ARTE Y LITERATURA. Estatua de Flaubert. Julian Barnes

“Permítaseme que comience con la estatua: la de arriba, la permanente, la inelegante, la que llora lágrimas cúpricas, la imagen legada de ese hombre de suelta corbata de lazo, chaleco de ángulos rectos, pantalones holgados, mostacho desordenado, y aspecto receloso, fríamente distante. Flaubert no devuelve la mirada. Desde la Place des Carmes vuelve la vista hacia el sur, en dirección a la Catedral, a la ciudad que despreciaba, y que a su vez le ha ignorado casi siempre. Mantiene la cabeza defensivamente alzada: sólo las palomas pueden ver en toda su dimensión la calvicie del escritor.

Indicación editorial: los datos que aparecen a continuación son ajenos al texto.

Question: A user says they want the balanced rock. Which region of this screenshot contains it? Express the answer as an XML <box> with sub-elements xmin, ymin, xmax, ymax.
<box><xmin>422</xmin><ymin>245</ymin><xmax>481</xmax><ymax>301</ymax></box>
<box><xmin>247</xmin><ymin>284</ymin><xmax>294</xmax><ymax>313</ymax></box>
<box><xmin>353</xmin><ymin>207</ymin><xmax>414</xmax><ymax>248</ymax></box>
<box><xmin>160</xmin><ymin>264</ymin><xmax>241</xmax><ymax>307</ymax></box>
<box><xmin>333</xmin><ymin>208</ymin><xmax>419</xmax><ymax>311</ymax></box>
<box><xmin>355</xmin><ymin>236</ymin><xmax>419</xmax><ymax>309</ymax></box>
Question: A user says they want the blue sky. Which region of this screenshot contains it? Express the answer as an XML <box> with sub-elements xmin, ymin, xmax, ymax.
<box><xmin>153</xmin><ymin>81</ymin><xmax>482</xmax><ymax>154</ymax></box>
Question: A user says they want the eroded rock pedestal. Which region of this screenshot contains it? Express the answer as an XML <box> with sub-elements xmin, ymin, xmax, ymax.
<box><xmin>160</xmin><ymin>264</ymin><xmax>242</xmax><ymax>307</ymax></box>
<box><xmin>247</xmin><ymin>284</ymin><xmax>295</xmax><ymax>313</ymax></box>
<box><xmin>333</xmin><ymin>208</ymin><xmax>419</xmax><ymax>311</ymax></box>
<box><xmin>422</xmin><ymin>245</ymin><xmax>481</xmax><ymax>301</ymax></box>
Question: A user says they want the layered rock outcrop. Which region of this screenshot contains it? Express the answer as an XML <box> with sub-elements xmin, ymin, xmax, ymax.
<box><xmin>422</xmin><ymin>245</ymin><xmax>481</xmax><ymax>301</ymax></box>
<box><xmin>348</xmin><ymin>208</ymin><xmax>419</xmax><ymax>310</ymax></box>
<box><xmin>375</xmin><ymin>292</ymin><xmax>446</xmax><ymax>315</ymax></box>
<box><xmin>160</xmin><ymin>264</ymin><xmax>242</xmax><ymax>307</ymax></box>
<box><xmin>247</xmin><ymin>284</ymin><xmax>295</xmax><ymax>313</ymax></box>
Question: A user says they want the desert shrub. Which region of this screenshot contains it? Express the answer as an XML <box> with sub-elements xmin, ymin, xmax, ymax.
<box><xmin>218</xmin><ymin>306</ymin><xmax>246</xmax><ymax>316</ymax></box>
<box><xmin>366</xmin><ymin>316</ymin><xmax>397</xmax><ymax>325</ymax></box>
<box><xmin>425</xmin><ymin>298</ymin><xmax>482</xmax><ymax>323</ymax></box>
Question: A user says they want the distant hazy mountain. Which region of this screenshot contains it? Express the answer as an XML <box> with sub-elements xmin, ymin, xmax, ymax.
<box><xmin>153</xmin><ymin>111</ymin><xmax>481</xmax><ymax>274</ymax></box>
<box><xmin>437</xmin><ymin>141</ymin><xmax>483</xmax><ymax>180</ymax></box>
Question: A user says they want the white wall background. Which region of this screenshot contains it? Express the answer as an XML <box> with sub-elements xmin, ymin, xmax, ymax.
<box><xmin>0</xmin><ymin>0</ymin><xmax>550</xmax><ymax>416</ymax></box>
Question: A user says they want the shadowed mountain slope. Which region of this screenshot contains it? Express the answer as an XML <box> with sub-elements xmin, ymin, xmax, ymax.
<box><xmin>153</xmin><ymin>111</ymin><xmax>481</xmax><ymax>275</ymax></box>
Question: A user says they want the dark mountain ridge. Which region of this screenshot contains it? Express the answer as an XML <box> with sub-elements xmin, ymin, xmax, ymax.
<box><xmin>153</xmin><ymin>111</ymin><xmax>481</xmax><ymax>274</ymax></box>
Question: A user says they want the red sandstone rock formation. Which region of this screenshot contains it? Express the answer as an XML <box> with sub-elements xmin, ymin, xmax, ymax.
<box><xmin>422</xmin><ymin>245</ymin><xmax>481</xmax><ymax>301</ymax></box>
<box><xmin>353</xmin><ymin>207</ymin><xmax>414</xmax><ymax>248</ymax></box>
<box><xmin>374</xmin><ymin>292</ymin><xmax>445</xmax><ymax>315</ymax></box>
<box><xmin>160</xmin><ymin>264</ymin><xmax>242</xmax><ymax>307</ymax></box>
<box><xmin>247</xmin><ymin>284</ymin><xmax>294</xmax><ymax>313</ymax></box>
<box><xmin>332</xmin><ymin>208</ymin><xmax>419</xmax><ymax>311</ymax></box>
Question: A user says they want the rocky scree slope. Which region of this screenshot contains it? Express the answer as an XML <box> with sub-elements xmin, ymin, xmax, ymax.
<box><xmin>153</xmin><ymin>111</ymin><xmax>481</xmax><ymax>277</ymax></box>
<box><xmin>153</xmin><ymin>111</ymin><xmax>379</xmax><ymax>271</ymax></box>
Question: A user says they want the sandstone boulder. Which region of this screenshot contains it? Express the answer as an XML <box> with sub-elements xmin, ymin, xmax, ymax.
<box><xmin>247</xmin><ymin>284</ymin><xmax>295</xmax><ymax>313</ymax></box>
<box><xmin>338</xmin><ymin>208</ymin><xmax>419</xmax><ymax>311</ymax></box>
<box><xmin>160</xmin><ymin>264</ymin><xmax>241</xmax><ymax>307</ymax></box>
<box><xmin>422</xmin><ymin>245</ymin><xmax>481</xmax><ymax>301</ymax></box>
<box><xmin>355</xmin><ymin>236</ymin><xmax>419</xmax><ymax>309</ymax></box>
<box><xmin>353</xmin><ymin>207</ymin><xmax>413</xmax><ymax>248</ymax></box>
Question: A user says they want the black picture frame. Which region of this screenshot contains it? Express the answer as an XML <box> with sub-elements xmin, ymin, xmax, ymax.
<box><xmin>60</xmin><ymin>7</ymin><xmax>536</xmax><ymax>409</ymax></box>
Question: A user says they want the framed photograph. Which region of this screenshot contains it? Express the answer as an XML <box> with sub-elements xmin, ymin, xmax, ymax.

Esta estatua no el original. Los alemanes se llevaron al primer Flaubert en 1941, junto con las verjas y las aldabas. Es posible que la transformaran en insignias para sombreros. Durante un decenio, aproximadamente, el pedestal quedó vacío. Luego un alcalde de Rouen, que era un entusiasta de las estatuas consiguió encontrar el molde.

Ninguna otra cosa que haya tenido que ver con Flaubert ha durado jamás. Murió hace poco más de cien años, y no queda de él más que papel. Papel, ideas, frases, metáforas.

¿Por qué la escritura hace que sigamos la pista del escritor? ¿Por qué no podemos dejarle en paz? ¿Por qué no nos basta con los libros? Flaubert quería que bastasen: pocos escritores han creído con tanta firmeza en la objetividad del texto escrito y la insignificancia de la personalidad del escritor. La imagen, el rostro, la firma; la estatua con un noventa y tres por ciento de cobre y la fotografía de Nadar; el pedacito de ropa y el rizo. ¿Cómo es que las reliquias nos ponen tan cachondos? ¿No tenemos la fe suficiente en las palabras?”